The get_optimized_prompt function performs the following tasks:

The user query and similar examples generate a few-shot prompt.
We use the few-shot prompt in an LLM call to generate an optimized prompt.
Make sure the output is in the following format using Pydantic.

See the following code:

# Function to generate an optimized prompt using Bedrock and return only the prompt using Pydantic
def get_optimized_prompt(user_query, nearest_examples):
    # Generate the few-shot prompt
    few_shot_prompt = generate_few_shot_prompt_only(user_query, nearest_examples)
    
    # Call the LLM to generate the optimized prompt
    response = llm.invoke(few_shot_prompt)
    
    # Extract and validate only the optimized prompt using Pydantic
    optimized_prompt = response.content # Fixed to access the 'content' attribute of the AIMessage object
    optimized_prompt_output = OptimizedPromptOutput(optimized_prompt=optimized_prompt)
    
    return optimized_prompt_output.optimized_prompt

# Example usage
query = "Is the US dollar weakening over time?"
nearest_examples = get_matched_convo(query, df_test)
nearest_examples.reset_index(drop=True, inplace=True)

# Generate optimized prompt
optimized_prompt = get_optimized_prompt(query, nearest_examples)
print("Optimized Prompt:", optimized_prompt)

The make_llm_call_with_optimized_prompt function uses an optimized prompt and user query to make the LLM (Anthropic’s Claude Haiku 3.5) call to get the final response:

# Function to make the LLM call using the optimized prompt and user query
def make_llm_call_with_optimized_prompt(optimized_prompt, user_query):
    start_time = time.time()
    # Combine the optimized prompt and user query to form the input for the LLM
    final_prompt = f"{optimized_prompt}nnUser Query: {user_query}nResponse:"

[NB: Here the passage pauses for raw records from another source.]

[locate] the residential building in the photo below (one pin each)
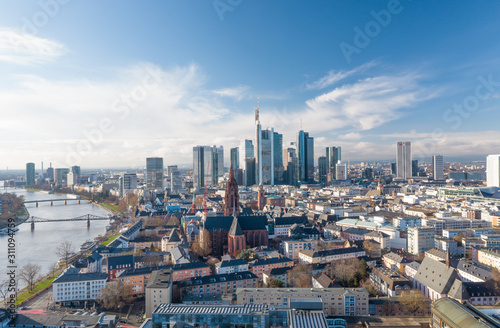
(335, 301)
(395, 262)
(292, 246)
(259, 266)
(231, 266)
(244, 315)
(75, 289)
(447, 312)
(158, 290)
(326, 256)
(389, 282)
(435, 278)
(403, 160)
(154, 173)
(225, 283)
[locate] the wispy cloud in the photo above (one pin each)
(238, 93)
(25, 49)
(366, 104)
(333, 77)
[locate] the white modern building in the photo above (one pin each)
(403, 160)
(79, 287)
(438, 167)
(493, 170)
(420, 239)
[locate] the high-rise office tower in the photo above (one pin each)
(291, 163)
(219, 168)
(250, 171)
(322, 170)
(61, 176)
(235, 158)
(403, 160)
(493, 170)
(154, 173)
(278, 158)
(305, 154)
(333, 156)
(206, 161)
(266, 154)
(438, 167)
(30, 174)
(246, 150)
(341, 171)
(50, 172)
(76, 170)
(175, 178)
(414, 167)
(128, 182)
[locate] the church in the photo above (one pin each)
(234, 232)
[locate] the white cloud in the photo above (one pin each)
(26, 49)
(237, 93)
(333, 77)
(366, 104)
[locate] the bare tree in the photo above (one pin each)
(116, 295)
(29, 274)
(64, 250)
(203, 243)
(413, 301)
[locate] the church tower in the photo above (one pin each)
(236, 238)
(231, 197)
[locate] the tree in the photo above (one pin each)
(29, 274)
(64, 250)
(116, 295)
(413, 301)
(300, 276)
(202, 244)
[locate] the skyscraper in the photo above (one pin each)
(403, 160)
(278, 158)
(333, 156)
(30, 174)
(341, 171)
(322, 170)
(220, 162)
(250, 171)
(154, 173)
(128, 182)
(235, 158)
(493, 170)
(246, 150)
(290, 161)
(305, 154)
(206, 161)
(438, 167)
(175, 178)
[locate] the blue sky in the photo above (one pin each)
(108, 83)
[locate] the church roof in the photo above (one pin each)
(235, 229)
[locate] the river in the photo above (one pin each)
(39, 246)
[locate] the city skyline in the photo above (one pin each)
(76, 98)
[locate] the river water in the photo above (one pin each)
(39, 246)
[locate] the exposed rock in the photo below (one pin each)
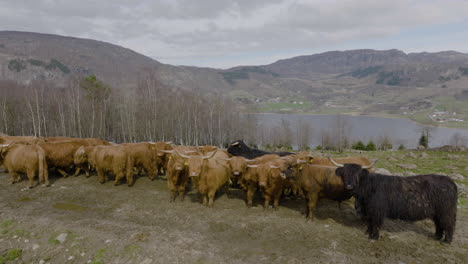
(62, 238)
(408, 166)
(456, 176)
(449, 148)
(147, 261)
(450, 167)
(462, 190)
(383, 171)
(453, 156)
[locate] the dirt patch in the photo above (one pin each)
(120, 224)
(70, 207)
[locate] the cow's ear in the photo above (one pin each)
(339, 172)
(364, 172)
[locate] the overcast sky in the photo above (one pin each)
(225, 33)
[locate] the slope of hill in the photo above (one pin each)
(363, 81)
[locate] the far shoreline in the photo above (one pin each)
(361, 114)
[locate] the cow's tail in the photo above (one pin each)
(129, 169)
(43, 172)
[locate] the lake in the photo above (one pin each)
(400, 131)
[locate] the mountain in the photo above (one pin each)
(356, 80)
(28, 56)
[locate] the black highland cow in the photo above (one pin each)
(409, 198)
(239, 148)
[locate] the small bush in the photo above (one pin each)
(370, 146)
(359, 146)
(16, 65)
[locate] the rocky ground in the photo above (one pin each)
(78, 220)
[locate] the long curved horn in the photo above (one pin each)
(299, 161)
(182, 155)
(209, 157)
(334, 163)
(370, 166)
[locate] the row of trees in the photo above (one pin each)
(87, 107)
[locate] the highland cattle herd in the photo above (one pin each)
(210, 170)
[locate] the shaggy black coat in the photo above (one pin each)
(407, 198)
(239, 148)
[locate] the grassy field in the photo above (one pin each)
(78, 220)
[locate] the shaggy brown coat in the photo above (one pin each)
(29, 159)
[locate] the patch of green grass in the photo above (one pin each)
(7, 224)
(53, 241)
(21, 233)
(70, 207)
(282, 106)
(131, 249)
(13, 254)
(25, 199)
(99, 257)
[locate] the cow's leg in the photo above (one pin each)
(129, 177)
(77, 171)
(64, 174)
(172, 189)
(101, 175)
(276, 199)
(311, 203)
(118, 176)
(447, 223)
(250, 193)
(182, 192)
(13, 176)
(86, 169)
(449, 234)
(151, 170)
(31, 174)
(439, 230)
(374, 223)
(267, 201)
(211, 196)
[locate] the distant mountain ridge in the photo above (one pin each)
(28, 56)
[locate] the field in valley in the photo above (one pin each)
(78, 220)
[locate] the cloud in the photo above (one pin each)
(212, 31)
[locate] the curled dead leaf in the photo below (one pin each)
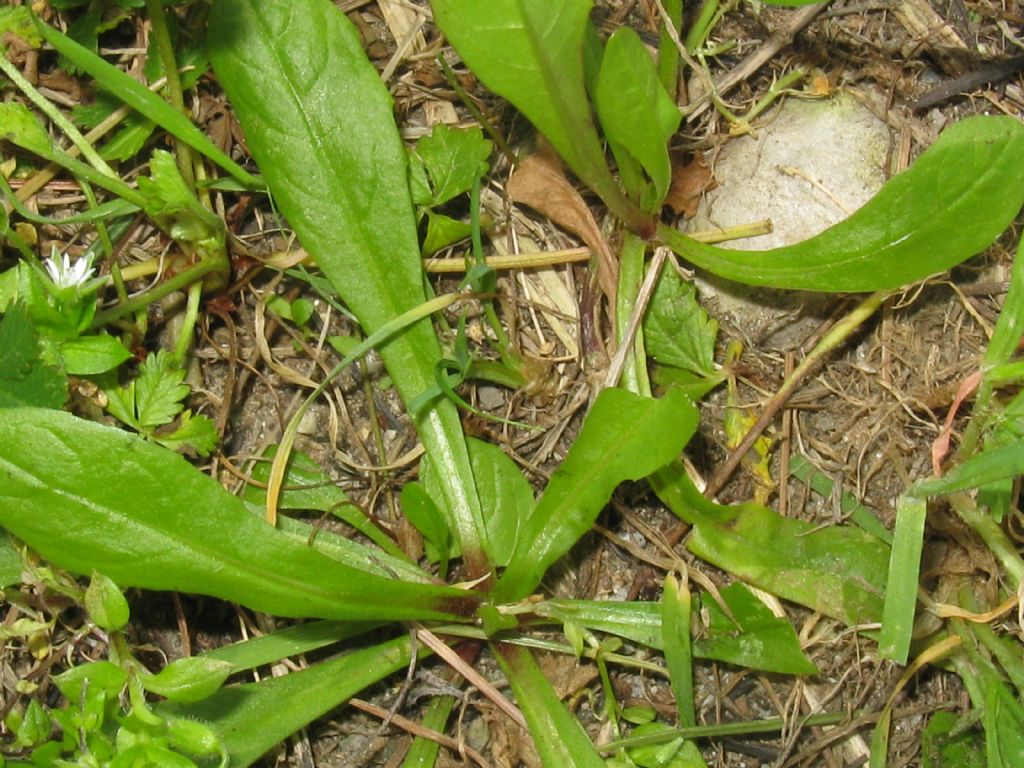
(689, 182)
(540, 182)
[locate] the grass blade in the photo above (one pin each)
(560, 739)
(144, 101)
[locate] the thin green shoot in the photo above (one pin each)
(901, 589)
(384, 333)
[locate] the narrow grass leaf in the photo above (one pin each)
(836, 569)
(625, 437)
(678, 647)
(901, 591)
(251, 718)
(144, 101)
(560, 739)
(88, 497)
(320, 123)
(952, 203)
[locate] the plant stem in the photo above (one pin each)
(177, 283)
(631, 263)
(165, 48)
(668, 54)
(1006, 338)
(836, 336)
(56, 118)
(188, 323)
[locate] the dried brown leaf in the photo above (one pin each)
(689, 182)
(540, 182)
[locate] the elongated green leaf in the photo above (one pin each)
(320, 123)
(252, 718)
(639, 623)
(505, 494)
(291, 641)
(838, 570)
(904, 569)
(635, 112)
(678, 647)
(953, 202)
(144, 101)
(530, 52)
(25, 379)
(625, 437)
(752, 636)
(560, 740)
(88, 497)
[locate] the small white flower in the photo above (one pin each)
(68, 274)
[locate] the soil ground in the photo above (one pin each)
(866, 418)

    # Make the call to the LLM using the combined prompt
    response = llm.invoke(final_prompt)
    
    # Extract only the content from the LLM response
    final_response = response.content  # Extract the response content without adding any labels
    time_taken = time.time() - start_time
    return final_response,time_taken

# Example usage
user_query = "How to grow avocado indoor?"
# Assume 'optimized_prompt' has already been generated from the previous step
final_response,time_taken = make_llm_call_with_optimized_prompt(optimized_prompt, user_query)
print("LLM Response:", final_response)

Comparative evaluation of optimized and unoptimized prompts

To compare the optimized prompt with the baseline (in this case, the unoptimized prompt), we defined a function that returned a result without an optimized prompt for all the queries in the evaluation dataset:

def get_unoptimized_prompt_response(df_eval):
    # Iterate over the dataframe and make LLM calls
    for index, row in tqdm(df_eval.iterrows()):
        # Get the user query from 'conv_A_user'
        user_query = row['conv_A_user']
        
        # Make the Bedrock LLM call
        response = llm.invoke(user_query)
        
        # Store the response content in a new column 'unoptimized_prompt_response'
        df_eval.at[index, 'unoptimized_prompt_response'] = response.content  # Extract 'content' from the response object
    
    return df_eval

The following function generates the query response using similarity search and intermediate optimized prompt generation for all the queries in the evaluation dataset:

def get_optimized_prompt_response(df_eval):
    # Iterate over the dataframe and make LLM calls
    for index, row in tqdm(df_eval.iterrows()):
        # Get the user query from 'conv_A_user'
        user_query = row['conv_A_user']
        nearest_examples = get_matched_convo(user_query, df_test)
        nearest_examples.reset_index(drop=True, inplace=True)
        optimized_prompt = get_optimized_prompt(user_query, nearest_examples)
        # Make the Bedrock LLM call
        final_response,time_taken = make_llm_call_with_optimized_prompt(optimized_prompt, user_query)
        
        # Store the response content in a new column 'unoptimized_prompt_response'
        df_eval.at[index, 'optimized_prompt_response'] = final_response  # Extract 'content' from the response object
    
    return df_eval

This code compares responses generated with and without few-shot optimization, setting up the data for evaluation.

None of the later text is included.